Nigel Farage has today suggested that if the vote in the coming EU Referendum is close then there may have to be a 2nd Referendum. While this has been ridiculed by Cameron and others, he may, however regrettably, be right.
It is worth remembering that while UKIP has only one Member of Parliament in the Commons and 3 has-been peers in the House of Lords, it now has 24 members in the European Parliament, 497 local councillors and 7 members in the Welsh National Assembly. Ever since it was founded in 1991 by Alan Sked, UKIP has made progress. While it lost the face-off with the James Goldsmith funded Referendum Party, by 2004 it had come 3rd in the European Parliament elections with 16.1% of the vote. After Farrage became leader in 2006 he obtained substantial funding from former Conservative donors and in the 2009 European elections UKIP came 2nd after the Conservatives with 16.5% of the vote. In the 2013 local government elections it obtained 13% of the vote and in 2014 it got 163 seats and 27.49% of the vote in the European Parliament elections bringing its total number of MEP’s to 24.

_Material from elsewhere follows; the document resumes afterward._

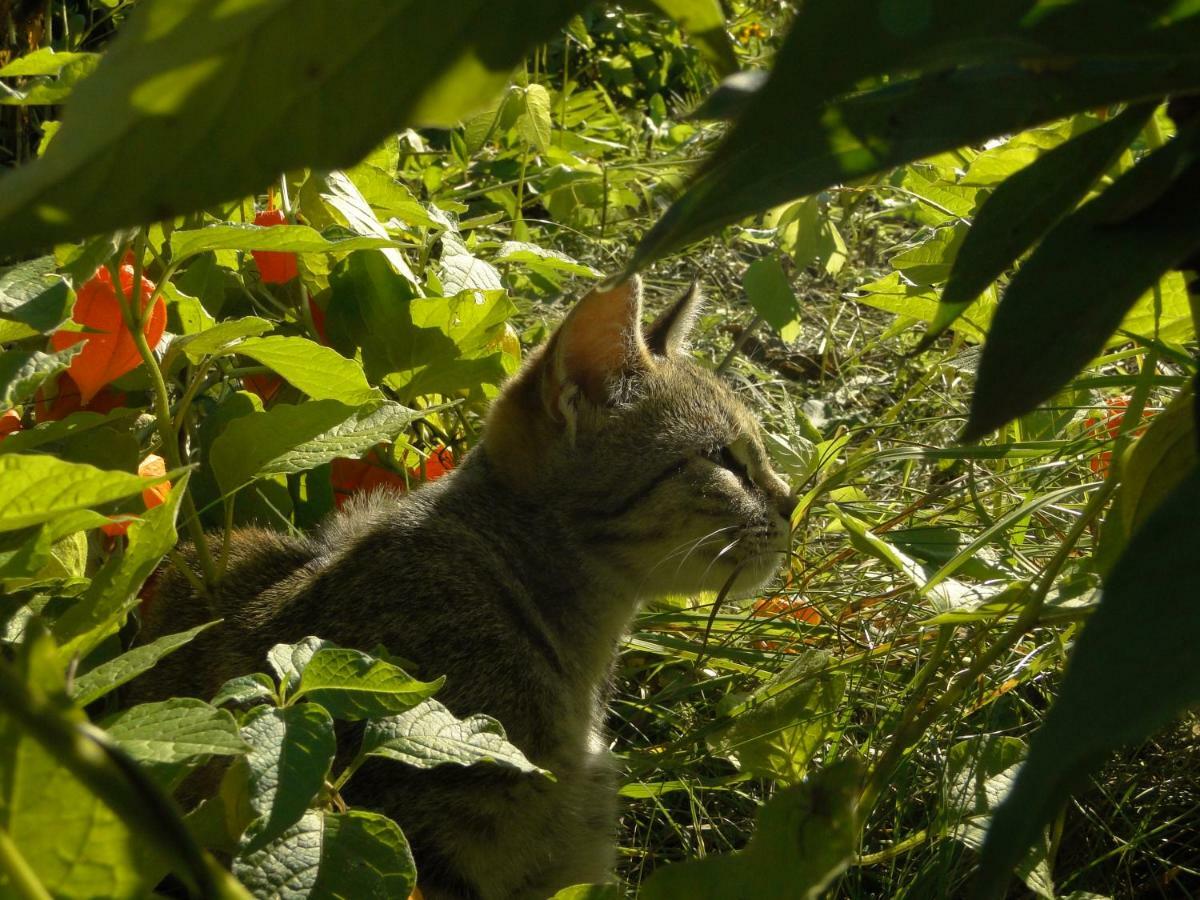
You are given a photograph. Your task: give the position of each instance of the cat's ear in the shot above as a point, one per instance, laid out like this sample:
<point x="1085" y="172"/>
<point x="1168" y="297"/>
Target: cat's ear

UKIP is mainly supported by older, less skilled and less well educated working-class voters of which a high proportion are former Conservative voters. Some Eurosceptic Conservative politicians may be tempted to jump ship and side with UKIP.
After all, UKIP has several high profile former Conservative backers: Stuart Wheeler, has donated more than £403,690 since 2009. In October 2014, Arron Banks, who previously gave £25,000 to the Conservatives, increased his UKIP donation from £100,000 to £1 million. . In December 2014, Richard Desmond, proprietor of Express Newspapers, donated £300,000 to UKIP. The donation indicated that Desmond’s papers, the Daily Express, Sunday Express, Daily Star and Daily Star Sunday, would back UKIP in the run-up to the 2015 general election. Three weeks before the election, Desmond gave the party another £1 million.
UKIP seems to be developing a base comparable with that of the French Front National and Forza Italia and he will continue to have influence within the European Parliament.
While a 2nd referendum seems unlikely this time around, unless both Conservatives and Labour get their act together on debunking UKIP, a 2nd referendum may be a real possibility in the not too distant future.